I pay $48 for Duration Exterior
Granted, I don't buy it in any volume
But still, it's always been pretty dang expensive
I think you were getting a mistake deal somehow, really


But anyway....the IronClad is not really comparable to Duration
It's a different animal altogether
Think of the IronClad as a premium quality top of the line Rustoleum type product
It's great for what it is, but it's no Duration

The MooreGlo would be the closest thing to Duration in the BM line

Well, until the exterior Aura comes out anyway


----------



## NEPS.US (Feb 6, 2008)

I may be wrong but I don't believe there is a contractor discount for Duration at all. The interior is 36 ish and the ext is 48 ish ...depending on the base.....no discount


----------



## Faron79 (Nov 29, 2007)

*Paint $$$*

On a more general level...
Newer paints are getting more expensive to develope & ship all the time!
Your earlier discount sounded unusually good! Not many $$ being made there!!
ACE paints just came across with their first price increase in a while.
Raw materials and resin prices aren't going down, THAT'S FOR SURE!

Faron


----------



## capital city (Mar 29, 2008)

The discount was given by the previous manager. He gave great discounts across the board and would do anything for you. It worked out good for everyone, they werent making a killing per gallon but he had every painter in town coming there. He moved, and the new manager is not quit the paint pusher that he was. Since he's not selling as much he thinks he needs to up the price to make the difference. I still talk to the old manager (which still works for SW as a manager in another state) and he agrees for the reasons I said above as the increase. If Iron Clad is not the answer then what about the Permanizer. I can get that for $32 and it appears to be similar. I know my prices for paint are cheap and maybe I shouldnt be complaining but there is too many hacks in this town, Im trying to keep my cost as low as possible without sacrificing quality.


----------



## gideond (May 17, 2007)

Do you have a Pratt & Lambert dealer in your area? Accolade is about the same thing as Duration, just a bit different consistency. It should perform well for you though and yes it is self priming. Exterior only comes in Eggshell and SG though.


----------



## HomeGuard (Dec 13, 2007)

I get duration exterior for $42, its at a slight discount. And I know this is like saying the world is flat but I used the new self priming Behr paint on a job and was very impressed with the quality. Its called Preimium Plus Ultra--However you cant get it in a pastel base-WTF? 
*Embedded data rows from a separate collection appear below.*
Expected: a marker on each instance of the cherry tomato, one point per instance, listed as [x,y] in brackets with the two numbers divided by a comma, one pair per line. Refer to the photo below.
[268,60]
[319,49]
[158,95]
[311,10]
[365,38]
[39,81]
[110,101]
It went on very similar to duration and covered similar (on vinyl)-- $35 per gal


----------



## slickshift (Jun 14, 2005)

Less like saying the world is flat, more like saying you are in a happy, emotionally fulfilling, mutually respectful, relationship with Satan


----------



## HomeGuard (Dec 13, 2007)

I know, it even burned my fingers as I typed it


----------



## paintprogal (Aug 19, 2008)

*I just recieved an email from my SW rep stating the increases from Dow chemical because I pitched a fit over the price increases . I will maintain that Duration cant be beat . Permanizer is good but I haven`t used anthing like Duration , 2 coats on a treated lumber fence still looks good 8 years later !*
*If you use as many different products as I have you will find out that your complaints will stop litterally if you pick out the best SwWproducts and use them . Your discounts will also be better if you do this . I have used everythng form A-Z and I have the best overall results with SW paints .*


----------